Começar a correr pode ser simples e seguro quando há orientação adequada. Veja como iniciar sem sofrer com falta de fôlego ou dor muscular e com foco na saúde.

Antes de colocar o tênis, vale consultar um médico e fazer exames de rotina. Um profissional pode montar um programa de treino compatível com seu condicionamento.
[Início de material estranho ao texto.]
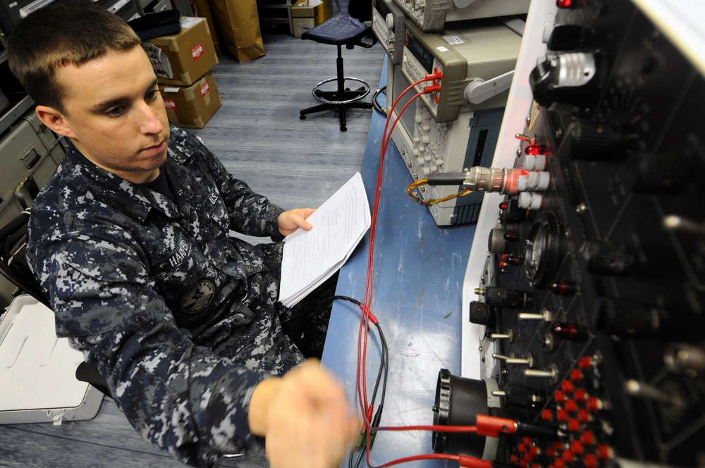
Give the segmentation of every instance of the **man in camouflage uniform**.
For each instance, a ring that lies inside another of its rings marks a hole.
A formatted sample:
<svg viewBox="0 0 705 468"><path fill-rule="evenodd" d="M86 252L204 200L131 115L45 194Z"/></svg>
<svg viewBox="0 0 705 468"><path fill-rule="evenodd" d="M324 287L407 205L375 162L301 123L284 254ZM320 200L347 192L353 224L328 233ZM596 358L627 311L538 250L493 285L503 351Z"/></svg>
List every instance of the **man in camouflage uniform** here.
<svg viewBox="0 0 705 468"><path fill-rule="evenodd" d="M282 331L317 298L281 307L281 243L229 235L281 240L313 210L272 204L170 128L139 38L110 13L41 8L8 60L73 144L32 206L27 259L58 335L97 361L130 424L195 466L258 436L273 467L339 462L356 426L345 393Z"/></svg>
Confira também a importância de um check-up inicial para identificar eventuais limitações e evitar atividades que agravem condições já existentes.

Aqueça e alongue

No início, aqueça com caminhada rápida ou trote leve para mobilizar joelhos, quadris e tornozelos. Ao final, realize alongamentos para relaxar os músculos trabalhados.

Tênis adequado

O calçado não precisa ser o mais caro, mas deve oferecer conforto. Evite corridas com tênis inadequados ou descalço, que aumentam o risco de lesões.

Como iniciar o treino

Nos primeiros treinos, concentre-se em minutos de corrida, não em quilômetros. Com o tempo, estabeleça metas de tempo, velocidade ou distância progressivas.

Motivação e ritmo

Correr com companhia ou ouvir músicas com ritmo pode ajudar a manter o esforço e a distração do cansaço durante o treino.

Descanso e evolução

Intercale corridas com dias de descanso ou atividades mais leves, como caminhadas. Evite treinos diários para não sobrecarregar o corpo.

Progresso gradual

Aumente a intensidade de forma gradual, com ganho semanal de no máximo 10%. Essa taxa reduz o risco de lesões e melhora a adaptação.

Foco e consistência

Acompanhe o desempenho com regularidade, mantendo a consistência mesmo em dias menos inspirados. A ideia é evoluir de forma sustentável.